Da § 79a BetrVG bereits keine eindeutige Aussage zur Haftung des Betriebsrates an sich trifft, adressiert die Norm insofern konsequenterweise auch nicht die Frage, ob einzelne Mitglieder des Betriebsrates oder lediglich der Betriebsrat an sich Adressat datenschutzrechtlicher Verpflichtungen ist. Die Frage bleibt damit weiter offen.

III.  Kooperation zwischen Arbeitgeber und Betriebsrat

Bei der Verwirklichung datenschutzrechtlicher Vorgaben sind Arbeitgeber und Betriebsrat oftmals aufeinander angewiesen, etwa im Zusammenhang mit der Erfüllung von Betroffenenansprüchen, der Erstellung und Pflege von Verfahrensverzeichnissen sowie der Implementierung technischer und organisatorischer Schutzmaßnahmen. Diesem praktischen Erfordernis folgend formuliert § 79a S. 3 BetrVG eine Kooperationspflicht beider Stellen. Konkrete Rechtsfolgen lassen sich dem BetrVG aber auch insoweit nicht entnehmen. Eine Konkretisierung der Zusammenarbeit beider Stellen sollte daher im Rahmen einer individuellen Betriebsvereinbarung getroffen werden, welche insbesondere das Verfahren der Zusammenarbeit hinreichend präzise abbildet.

IV.  Die Beziehung zum Datenschutzbeauftragten

Schließlich bestimmt § 79a S. 4 BetrVG, dass die Verschwiegenheitspflicht des Datenschutzbeauftragten, die etwa in Bezug auf die Geltendmachung von Betroffenenanfragen anerkannt ist, auch im Verhältnis zum Arbeitgeber gilt, soweit die Arbeit des Betriebsrates betroffen ist, vgl. BT-Drs. 19/28899, S. 22. Aus der Gesetzesbegründung geht weiter hervor, dass der Betriebsrat – soweit erforderlich – die Beratung des Datenschutzbeauftragen in Anspruch nehmen kann.

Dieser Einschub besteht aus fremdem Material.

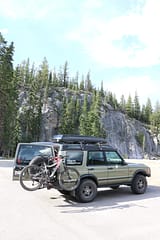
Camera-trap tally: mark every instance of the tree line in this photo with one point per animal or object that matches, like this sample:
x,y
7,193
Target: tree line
x,y
25,90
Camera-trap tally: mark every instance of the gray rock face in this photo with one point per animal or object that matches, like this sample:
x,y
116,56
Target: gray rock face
x,y
129,136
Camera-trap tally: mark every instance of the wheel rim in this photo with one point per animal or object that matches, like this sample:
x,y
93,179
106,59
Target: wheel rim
x,y
141,184
87,191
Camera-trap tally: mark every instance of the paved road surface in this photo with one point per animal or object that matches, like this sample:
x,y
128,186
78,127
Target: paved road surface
x,y
47,215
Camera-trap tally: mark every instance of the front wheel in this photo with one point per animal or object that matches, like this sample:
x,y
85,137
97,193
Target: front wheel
x,y
31,177
69,179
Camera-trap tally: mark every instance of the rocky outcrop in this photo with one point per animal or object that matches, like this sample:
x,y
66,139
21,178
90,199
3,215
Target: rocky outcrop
x,y
129,136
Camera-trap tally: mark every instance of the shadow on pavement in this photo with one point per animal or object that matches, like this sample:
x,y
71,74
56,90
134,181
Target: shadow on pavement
x,y
111,199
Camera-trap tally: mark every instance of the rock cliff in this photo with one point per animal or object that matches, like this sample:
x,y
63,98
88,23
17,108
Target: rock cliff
x,y
129,136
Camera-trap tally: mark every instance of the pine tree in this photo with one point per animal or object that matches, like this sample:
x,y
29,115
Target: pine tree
x,y
148,111
137,108
83,120
129,107
7,96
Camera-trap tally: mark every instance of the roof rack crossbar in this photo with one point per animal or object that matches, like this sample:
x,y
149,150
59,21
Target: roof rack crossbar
x,y
78,139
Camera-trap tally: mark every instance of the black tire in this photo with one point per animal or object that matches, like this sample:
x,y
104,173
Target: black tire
x,y
38,160
139,184
114,187
87,191
64,192
30,178
69,179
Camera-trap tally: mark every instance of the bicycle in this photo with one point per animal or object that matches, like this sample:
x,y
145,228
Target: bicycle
x,y
41,172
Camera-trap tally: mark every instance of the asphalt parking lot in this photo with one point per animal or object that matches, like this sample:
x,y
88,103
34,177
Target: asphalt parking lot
x,y
48,215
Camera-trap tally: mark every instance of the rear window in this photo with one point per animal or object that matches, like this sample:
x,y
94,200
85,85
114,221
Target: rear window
x,y
73,157
27,152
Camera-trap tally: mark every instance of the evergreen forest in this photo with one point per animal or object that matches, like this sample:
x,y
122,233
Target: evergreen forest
x,y
22,122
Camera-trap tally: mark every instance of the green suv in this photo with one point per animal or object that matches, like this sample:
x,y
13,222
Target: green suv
x,y
99,164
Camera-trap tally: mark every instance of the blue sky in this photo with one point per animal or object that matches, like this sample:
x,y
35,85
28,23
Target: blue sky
x,y
118,41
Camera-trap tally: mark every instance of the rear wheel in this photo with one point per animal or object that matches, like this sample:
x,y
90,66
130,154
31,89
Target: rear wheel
x,y
86,191
31,177
139,184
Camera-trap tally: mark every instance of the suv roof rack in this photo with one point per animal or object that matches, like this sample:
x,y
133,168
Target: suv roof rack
x,y
66,138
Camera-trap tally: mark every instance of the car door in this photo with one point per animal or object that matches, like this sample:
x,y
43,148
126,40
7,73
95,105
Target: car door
x,y
97,166
117,170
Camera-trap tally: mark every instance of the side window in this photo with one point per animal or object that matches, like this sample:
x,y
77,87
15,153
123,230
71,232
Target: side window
x,y
74,157
95,158
113,158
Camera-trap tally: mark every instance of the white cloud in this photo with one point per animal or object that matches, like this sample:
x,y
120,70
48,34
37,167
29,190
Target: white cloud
x,y
98,36
18,9
4,30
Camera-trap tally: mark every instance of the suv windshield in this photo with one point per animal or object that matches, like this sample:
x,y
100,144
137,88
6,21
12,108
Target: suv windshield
x,y
27,152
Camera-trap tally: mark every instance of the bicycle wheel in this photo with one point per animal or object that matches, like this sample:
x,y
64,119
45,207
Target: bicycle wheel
x,y
31,177
69,179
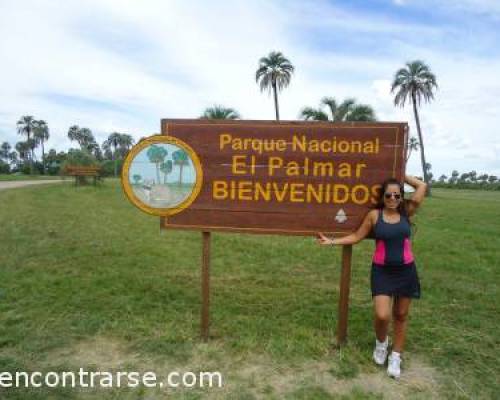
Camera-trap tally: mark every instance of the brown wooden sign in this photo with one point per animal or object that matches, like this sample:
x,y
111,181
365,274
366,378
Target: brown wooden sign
x,y
285,177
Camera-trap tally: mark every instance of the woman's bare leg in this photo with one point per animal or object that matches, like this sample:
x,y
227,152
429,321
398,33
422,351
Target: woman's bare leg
x,y
382,317
400,310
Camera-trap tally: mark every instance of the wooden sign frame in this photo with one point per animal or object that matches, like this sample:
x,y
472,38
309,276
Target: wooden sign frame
x,y
173,218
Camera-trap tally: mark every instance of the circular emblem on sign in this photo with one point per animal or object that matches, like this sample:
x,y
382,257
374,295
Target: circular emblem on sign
x,y
162,175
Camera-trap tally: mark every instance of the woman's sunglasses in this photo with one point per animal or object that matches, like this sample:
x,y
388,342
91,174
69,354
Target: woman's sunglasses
x,y
397,196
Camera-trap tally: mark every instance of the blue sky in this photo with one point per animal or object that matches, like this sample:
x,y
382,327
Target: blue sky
x,y
123,65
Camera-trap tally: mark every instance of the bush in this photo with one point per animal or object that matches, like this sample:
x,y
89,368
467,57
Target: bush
x,y
78,157
108,167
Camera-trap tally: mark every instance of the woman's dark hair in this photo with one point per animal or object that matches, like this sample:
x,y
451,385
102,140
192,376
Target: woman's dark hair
x,y
402,205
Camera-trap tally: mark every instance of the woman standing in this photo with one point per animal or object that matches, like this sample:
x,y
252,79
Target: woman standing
x,y
393,274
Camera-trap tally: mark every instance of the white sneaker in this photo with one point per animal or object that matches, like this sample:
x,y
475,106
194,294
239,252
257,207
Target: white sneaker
x,y
380,352
394,366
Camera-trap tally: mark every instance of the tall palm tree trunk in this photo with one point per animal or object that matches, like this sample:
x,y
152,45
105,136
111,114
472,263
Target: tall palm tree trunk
x,y
276,107
422,154
114,159
43,158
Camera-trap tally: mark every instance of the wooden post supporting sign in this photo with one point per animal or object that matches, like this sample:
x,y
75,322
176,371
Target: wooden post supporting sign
x,y
345,284
205,287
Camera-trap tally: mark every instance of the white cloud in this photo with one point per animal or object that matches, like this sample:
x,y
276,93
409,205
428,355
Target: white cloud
x,y
172,59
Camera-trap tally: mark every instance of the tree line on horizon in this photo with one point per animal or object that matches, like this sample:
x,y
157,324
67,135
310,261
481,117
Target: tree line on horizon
x,y
411,84
23,158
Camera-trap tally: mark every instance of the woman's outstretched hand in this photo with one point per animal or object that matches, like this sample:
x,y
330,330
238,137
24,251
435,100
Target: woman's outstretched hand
x,y
323,240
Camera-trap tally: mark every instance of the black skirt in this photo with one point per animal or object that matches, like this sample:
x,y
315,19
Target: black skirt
x,y
399,280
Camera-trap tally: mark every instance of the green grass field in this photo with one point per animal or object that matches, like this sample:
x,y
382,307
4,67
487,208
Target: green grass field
x,y
89,281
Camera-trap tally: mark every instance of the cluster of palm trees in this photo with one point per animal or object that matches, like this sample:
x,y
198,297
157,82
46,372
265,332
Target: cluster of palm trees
x,y
413,83
471,177
36,132
158,154
114,148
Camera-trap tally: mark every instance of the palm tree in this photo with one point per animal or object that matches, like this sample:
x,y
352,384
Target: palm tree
x,y
274,73
181,159
23,148
25,127
41,135
74,133
220,112
114,140
156,155
412,145
166,169
348,110
309,113
414,83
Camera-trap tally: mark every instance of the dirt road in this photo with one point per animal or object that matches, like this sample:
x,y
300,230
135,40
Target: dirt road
x,y
14,184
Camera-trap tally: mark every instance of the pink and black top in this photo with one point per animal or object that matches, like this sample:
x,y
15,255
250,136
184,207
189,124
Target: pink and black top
x,y
393,245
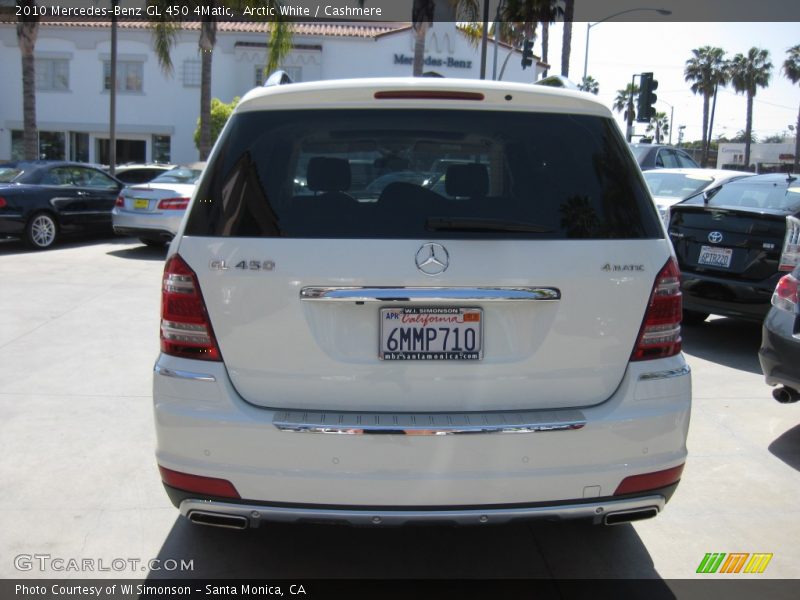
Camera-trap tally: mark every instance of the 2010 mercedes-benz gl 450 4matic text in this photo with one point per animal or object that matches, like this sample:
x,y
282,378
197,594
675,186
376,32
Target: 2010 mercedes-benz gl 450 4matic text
x,y
411,300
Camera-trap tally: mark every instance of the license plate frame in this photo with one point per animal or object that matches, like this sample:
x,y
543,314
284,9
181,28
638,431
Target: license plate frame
x,y
445,325
712,256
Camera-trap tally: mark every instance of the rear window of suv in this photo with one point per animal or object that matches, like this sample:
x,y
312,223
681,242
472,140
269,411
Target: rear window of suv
x,y
418,173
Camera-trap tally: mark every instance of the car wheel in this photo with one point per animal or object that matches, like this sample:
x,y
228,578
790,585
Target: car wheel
x,y
41,231
692,317
153,243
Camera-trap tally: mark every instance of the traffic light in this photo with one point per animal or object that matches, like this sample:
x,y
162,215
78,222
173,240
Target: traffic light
x,y
527,53
647,98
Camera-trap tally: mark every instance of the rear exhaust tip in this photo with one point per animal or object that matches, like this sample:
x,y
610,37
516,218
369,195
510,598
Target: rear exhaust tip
x,y
785,395
627,516
218,520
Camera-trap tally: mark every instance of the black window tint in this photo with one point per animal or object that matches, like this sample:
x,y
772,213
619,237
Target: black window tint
x,y
416,174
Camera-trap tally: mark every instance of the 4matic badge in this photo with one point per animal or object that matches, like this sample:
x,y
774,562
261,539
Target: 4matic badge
x,y
609,268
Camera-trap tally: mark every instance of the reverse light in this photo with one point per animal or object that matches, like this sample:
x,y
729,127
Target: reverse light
x,y
787,294
790,256
660,335
185,326
173,204
209,486
649,481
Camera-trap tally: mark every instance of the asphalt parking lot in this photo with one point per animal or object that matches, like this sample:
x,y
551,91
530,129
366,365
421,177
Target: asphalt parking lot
x,y
78,339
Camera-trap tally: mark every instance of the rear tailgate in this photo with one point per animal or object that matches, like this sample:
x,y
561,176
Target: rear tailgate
x,y
727,242
286,352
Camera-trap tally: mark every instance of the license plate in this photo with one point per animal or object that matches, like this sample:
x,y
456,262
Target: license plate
x,y
431,333
715,257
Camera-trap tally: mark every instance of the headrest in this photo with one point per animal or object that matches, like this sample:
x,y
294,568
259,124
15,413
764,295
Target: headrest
x,y
328,174
470,180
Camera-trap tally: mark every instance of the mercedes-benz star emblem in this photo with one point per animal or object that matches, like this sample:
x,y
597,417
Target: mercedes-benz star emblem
x,y
432,259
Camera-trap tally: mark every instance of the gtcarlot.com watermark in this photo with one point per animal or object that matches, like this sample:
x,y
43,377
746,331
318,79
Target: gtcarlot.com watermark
x,y
58,564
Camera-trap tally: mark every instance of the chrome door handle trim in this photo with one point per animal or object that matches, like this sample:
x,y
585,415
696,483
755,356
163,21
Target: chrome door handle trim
x,y
429,294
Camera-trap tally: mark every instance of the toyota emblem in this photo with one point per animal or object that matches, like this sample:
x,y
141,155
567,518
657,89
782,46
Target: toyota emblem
x,y
432,259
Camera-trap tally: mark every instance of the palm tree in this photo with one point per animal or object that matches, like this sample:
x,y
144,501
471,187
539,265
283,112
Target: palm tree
x,y
27,30
566,40
707,69
589,84
791,68
165,35
748,73
660,123
625,98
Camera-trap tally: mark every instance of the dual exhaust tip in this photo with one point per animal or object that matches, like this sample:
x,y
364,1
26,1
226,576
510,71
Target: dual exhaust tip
x,y
215,519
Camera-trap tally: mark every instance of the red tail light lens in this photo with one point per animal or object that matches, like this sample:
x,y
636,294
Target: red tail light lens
x,y
173,204
660,335
787,294
210,486
185,326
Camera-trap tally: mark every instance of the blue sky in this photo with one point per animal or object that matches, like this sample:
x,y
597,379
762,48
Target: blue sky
x,y
619,49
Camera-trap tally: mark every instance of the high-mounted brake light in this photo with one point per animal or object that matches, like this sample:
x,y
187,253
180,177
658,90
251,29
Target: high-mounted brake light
x,y
185,326
790,256
427,95
660,335
173,204
787,294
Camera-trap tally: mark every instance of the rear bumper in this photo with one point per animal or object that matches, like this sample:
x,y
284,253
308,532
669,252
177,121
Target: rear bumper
x,y
243,515
204,428
730,298
780,349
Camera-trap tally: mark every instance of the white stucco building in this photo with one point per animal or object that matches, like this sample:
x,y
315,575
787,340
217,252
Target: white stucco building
x,y
157,114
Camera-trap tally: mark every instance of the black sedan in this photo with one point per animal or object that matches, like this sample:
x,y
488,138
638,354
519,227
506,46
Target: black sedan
x,y
42,200
780,346
659,156
734,243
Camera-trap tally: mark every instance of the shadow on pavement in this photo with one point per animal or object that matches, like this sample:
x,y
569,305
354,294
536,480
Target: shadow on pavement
x,y
728,342
787,446
304,551
141,252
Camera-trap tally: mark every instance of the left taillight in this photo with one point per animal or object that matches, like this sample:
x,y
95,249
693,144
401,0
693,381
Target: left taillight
x,y
660,335
185,326
173,204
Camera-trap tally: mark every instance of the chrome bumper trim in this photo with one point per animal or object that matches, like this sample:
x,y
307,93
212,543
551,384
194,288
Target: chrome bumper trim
x,y
165,372
344,423
679,372
473,516
429,294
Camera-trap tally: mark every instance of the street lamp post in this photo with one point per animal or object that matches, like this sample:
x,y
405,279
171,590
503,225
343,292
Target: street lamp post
x,y
661,11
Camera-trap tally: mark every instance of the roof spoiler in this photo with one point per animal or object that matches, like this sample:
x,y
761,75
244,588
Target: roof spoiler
x,y
278,78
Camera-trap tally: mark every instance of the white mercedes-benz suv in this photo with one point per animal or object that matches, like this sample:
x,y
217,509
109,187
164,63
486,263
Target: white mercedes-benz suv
x,y
490,331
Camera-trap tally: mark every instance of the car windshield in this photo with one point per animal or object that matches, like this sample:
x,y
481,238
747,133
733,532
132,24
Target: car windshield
x,y
676,185
409,173
784,196
9,174
178,175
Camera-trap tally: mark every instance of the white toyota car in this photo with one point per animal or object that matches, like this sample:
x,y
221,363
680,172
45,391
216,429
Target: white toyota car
x,y
505,347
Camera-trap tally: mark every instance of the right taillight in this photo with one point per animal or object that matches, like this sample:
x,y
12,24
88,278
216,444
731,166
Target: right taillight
x,y
660,335
787,294
790,256
185,326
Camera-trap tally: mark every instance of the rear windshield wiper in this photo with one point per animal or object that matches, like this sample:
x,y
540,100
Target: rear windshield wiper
x,y
480,224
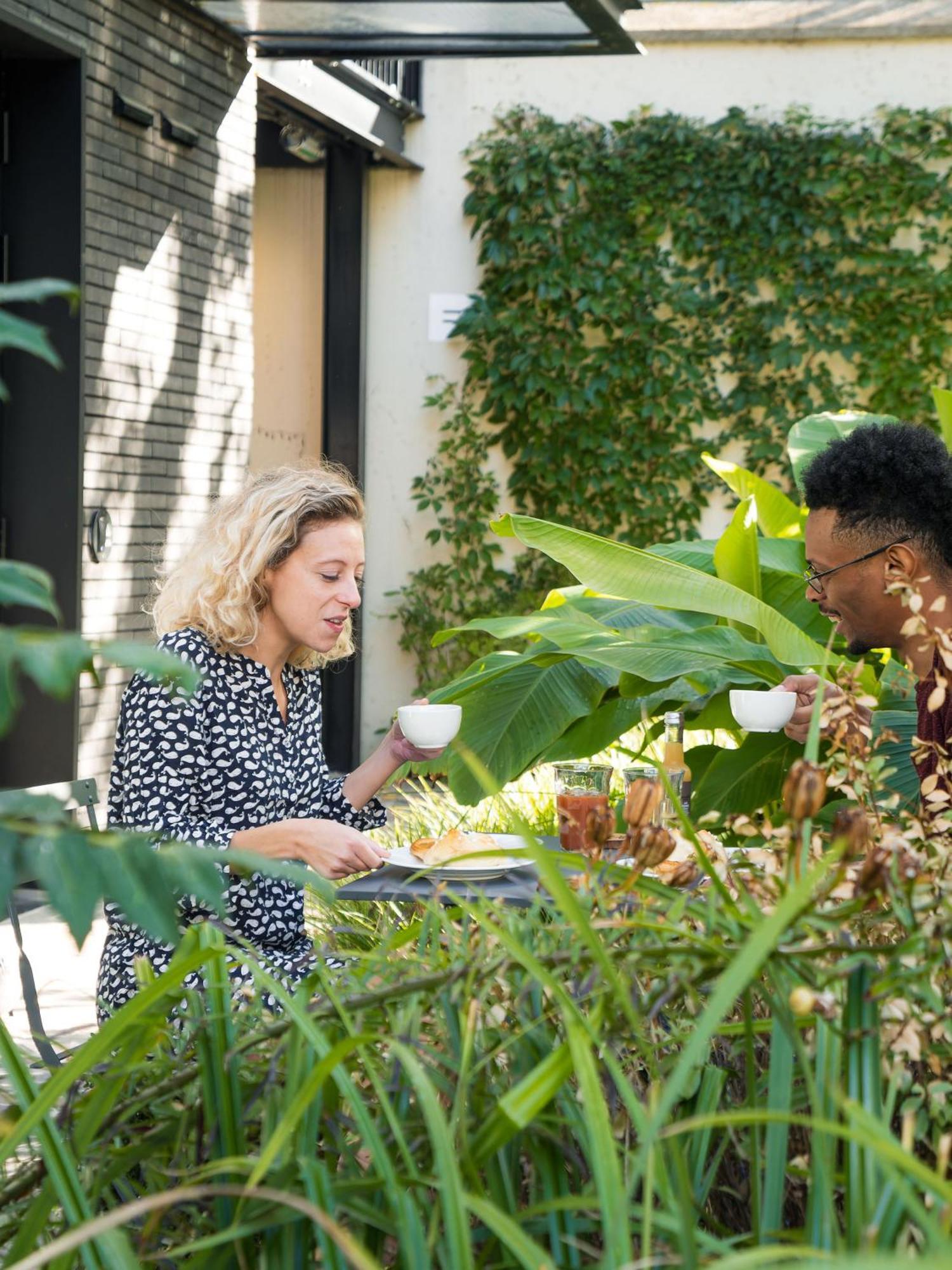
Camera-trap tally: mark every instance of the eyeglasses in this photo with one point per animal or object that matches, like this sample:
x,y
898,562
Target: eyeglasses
x,y
813,578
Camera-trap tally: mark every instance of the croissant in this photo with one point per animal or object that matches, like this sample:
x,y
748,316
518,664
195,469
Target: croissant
x,y
451,846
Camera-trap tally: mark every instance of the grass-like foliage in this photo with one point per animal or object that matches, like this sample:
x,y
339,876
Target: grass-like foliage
x,y
752,1073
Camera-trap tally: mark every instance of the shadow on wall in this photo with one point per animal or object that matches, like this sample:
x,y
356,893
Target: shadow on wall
x,y
169,416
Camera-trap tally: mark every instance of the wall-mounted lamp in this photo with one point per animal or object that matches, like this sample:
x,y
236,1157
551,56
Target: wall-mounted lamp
x,y
178,133
303,145
133,111
100,535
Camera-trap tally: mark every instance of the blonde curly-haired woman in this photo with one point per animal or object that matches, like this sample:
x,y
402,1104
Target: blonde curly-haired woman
x,y
260,604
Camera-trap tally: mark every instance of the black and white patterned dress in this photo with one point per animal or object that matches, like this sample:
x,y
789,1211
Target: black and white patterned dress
x,y
205,768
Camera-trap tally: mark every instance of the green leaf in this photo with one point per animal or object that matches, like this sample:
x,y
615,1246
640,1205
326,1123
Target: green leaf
x,y
944,408
899,775
746,779
69,872
510,721
814,432
150,661
53,660
26,585
29,337
630,573
779,516
595,732
737,558
658,656
37,289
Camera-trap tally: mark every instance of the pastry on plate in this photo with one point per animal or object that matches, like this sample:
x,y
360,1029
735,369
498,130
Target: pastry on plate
x,y
455,844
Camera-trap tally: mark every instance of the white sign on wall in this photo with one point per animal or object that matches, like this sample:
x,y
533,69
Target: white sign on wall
x,y
445,312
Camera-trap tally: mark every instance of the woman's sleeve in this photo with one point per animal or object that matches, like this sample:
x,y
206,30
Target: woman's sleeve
x,y
332,805
161,759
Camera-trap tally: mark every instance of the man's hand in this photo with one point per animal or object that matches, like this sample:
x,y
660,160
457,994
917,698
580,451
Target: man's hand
x,y
805,688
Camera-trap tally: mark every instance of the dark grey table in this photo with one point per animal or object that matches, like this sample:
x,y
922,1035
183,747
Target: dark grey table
x,y
519,887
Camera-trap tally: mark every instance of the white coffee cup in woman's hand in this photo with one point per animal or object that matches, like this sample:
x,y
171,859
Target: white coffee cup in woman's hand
x,y
425,731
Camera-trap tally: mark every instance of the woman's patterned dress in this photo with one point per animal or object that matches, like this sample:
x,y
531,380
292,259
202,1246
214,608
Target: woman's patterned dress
x,y
206,766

Es dürfte davon auszugehen sein, dass die Verschwiegenheitspflicht des Datenschutzbeauftragten zugunsten des Betriebsrates zumindest für solche Prozesse, die die Willensbildung des Betriebsrates betreffen, gilt. Demgegenüber kann an der überkommenen Rechtsprechung des Bundesarbeitsgerichts, nach der die Kontrollrechte des betrieblichen Datenschutzbeauftragten nicht gegenüber dem Betriebsrat gelten (BAG, Beschl. v. 11. 11. 1997 – 1 ABR 21/97), unter Geltung der DSGVO nicht mehr ohne weiteres berücksichtigt werden. Vielmehr ist im Grundsatz von der Pflicht des Datenschutzbeauftragten, auf die Einhaltung des Datenschutzrechts auch gegenüber dem Betriebsrat hinzuwirken, auszugehen, vgl. Art. 39 Abs. 1 lit. b) DSGVO. Letztlich wird die Rechtsprechung wohl erst schrittweise ausloten müssen, welche Grenzen insoweit bestehen. Die Modernisierung des Betriebsverfassungsgesetzes trägt jedenfalls kaum etwas zur Rechtsklarheit diesbezüglich bei.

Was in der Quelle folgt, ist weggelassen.